Monthly house view | September 2025

Monthly house view | September 2025

Pictet Wealth Management’s latest positioning across asset classes and investment themes.

Context

The US economy is slowing and its weakening labour market has eclipsed inflation as the Federal Reserve’s chief concern. Job openings are declining and layoffs edging up. Against this backdrop, the Fed has opened the door to interest rate cuts in September and beyond. We expect three cuts this year, even if sticky prices are raising the risk of stagflation in the US. The impact of higher tariffs is taking longer than expected to show up in the economy but much is still to materialise, raising questions about the sustainability of US consumer spending. The US administration needs revenue from the higher tariffs to cope with a burgeoning budget deficit, which is running at the highest level outside of recessions and fueling concerns about US debt sustainability.

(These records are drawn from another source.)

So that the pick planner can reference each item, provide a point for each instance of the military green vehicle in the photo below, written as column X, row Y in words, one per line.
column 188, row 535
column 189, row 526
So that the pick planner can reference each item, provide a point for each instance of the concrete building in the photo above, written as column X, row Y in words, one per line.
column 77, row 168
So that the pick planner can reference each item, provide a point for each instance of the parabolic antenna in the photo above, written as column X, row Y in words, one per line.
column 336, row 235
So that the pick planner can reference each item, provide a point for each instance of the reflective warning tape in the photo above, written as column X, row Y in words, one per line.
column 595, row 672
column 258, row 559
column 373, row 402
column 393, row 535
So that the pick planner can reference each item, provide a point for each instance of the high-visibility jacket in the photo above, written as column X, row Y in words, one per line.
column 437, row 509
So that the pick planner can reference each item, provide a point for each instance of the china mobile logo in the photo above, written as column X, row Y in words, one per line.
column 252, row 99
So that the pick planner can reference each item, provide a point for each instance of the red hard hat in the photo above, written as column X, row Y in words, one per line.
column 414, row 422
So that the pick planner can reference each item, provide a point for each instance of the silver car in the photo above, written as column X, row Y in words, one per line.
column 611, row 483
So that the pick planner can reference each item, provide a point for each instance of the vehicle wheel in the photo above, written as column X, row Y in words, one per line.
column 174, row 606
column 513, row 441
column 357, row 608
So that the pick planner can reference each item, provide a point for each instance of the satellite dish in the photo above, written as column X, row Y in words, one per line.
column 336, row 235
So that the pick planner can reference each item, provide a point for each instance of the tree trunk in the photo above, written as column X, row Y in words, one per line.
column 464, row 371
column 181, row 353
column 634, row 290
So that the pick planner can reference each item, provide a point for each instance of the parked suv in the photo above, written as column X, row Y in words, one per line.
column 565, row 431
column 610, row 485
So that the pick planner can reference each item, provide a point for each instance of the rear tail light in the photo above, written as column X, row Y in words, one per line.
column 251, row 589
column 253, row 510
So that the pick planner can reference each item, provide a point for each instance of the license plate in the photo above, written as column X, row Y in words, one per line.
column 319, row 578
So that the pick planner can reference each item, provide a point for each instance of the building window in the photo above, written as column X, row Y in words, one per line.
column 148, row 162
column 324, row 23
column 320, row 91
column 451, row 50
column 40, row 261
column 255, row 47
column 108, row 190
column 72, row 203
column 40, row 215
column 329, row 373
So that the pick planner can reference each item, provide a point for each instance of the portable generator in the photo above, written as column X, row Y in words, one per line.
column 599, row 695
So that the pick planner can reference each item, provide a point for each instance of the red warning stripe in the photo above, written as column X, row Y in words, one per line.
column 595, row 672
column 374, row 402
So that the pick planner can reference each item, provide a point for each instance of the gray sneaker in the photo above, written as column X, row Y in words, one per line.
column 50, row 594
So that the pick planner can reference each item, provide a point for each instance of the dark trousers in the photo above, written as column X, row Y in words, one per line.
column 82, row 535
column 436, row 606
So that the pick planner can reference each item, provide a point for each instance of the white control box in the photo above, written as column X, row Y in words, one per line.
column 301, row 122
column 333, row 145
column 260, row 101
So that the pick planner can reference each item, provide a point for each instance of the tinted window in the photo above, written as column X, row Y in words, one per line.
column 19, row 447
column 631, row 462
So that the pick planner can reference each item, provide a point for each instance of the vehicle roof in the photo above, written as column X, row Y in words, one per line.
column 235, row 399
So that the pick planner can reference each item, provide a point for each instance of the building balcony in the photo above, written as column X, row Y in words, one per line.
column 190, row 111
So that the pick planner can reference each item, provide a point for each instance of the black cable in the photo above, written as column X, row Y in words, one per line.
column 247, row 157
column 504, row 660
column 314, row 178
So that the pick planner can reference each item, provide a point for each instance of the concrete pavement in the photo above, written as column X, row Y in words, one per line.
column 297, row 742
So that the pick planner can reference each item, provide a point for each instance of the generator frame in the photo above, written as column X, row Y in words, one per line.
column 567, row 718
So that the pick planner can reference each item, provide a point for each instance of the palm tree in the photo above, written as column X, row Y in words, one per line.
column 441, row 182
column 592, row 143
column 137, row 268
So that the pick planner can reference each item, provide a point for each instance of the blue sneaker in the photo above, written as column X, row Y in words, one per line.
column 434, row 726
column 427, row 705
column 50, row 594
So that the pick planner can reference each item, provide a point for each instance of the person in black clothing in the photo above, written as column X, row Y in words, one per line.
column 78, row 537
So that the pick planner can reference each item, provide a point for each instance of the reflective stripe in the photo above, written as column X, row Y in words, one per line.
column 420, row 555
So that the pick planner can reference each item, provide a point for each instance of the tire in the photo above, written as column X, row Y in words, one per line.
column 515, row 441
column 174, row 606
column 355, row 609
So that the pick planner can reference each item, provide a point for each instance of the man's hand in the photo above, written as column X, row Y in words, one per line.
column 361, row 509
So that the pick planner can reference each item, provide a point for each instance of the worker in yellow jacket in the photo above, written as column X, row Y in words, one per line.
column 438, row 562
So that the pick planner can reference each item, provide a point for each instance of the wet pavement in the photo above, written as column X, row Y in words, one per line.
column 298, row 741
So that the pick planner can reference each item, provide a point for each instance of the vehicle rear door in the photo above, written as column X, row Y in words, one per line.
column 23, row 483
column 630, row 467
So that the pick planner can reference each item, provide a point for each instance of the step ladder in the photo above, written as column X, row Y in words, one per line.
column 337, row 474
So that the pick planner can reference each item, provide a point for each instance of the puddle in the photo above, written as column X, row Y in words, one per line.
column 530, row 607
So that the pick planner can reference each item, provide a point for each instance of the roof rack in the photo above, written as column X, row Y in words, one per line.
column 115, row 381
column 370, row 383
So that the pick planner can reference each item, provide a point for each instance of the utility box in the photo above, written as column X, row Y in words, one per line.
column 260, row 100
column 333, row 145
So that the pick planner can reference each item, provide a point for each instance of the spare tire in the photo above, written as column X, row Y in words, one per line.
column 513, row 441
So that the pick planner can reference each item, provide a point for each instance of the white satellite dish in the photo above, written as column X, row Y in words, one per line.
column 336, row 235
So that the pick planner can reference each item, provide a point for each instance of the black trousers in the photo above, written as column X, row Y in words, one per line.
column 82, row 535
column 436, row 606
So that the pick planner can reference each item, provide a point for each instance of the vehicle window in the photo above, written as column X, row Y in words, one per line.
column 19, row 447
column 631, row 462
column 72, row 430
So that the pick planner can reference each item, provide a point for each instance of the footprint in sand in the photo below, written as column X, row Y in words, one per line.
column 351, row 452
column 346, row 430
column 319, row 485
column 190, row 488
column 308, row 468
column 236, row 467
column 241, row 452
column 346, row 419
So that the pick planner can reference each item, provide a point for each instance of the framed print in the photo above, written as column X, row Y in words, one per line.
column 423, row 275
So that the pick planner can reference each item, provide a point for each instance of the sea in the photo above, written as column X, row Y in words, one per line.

These concerns are undermining investor confidence in the US, which is being further drained by President Trump’s assaults on the Fed and the Bureau of Labor Statistics. This erosion of the old economic framework, under which the US delivered economic stability, security guarantees and superior returns in exchange for foreign capital, is negative for the US dollar (USD). While USD weakness usually implies euro strength, the euro area faces short-term challenges from political turmoil in France, which is amplifying concerns about the sustainability of the country’s public finances. However, looking further ahead, the catalysts remain in place for a European revival. We expect this to be supported by German fiscal stimulus kicking in from the fourth quarter of this year, increased spending and innovation in the defence sector, and supportive monetary policy.

Real assets

The confluence of macroeconomic and policy forces are undermining confidence in the USD. This increases the attractiveness of real assets – those with intrinsic value that is derived from their physical properties e.g. precious metals, real estate, private equity or infrastructure. In this new environment, we are positive on gold and silver. Demand for gold is being underpinned by investors’ search for tangible assets and by central banks replenishing their reserves of the previous metal, with a long way still to go to match historical levels. Equities, as de facto real assets, continue to be the preferred destination for retail investors, who have few alternatives. Robust earnings growth and resilient profit margins support a forward price-to-earnings ratio at the upper end of historical ranges, and underscore equities’ real asset properties.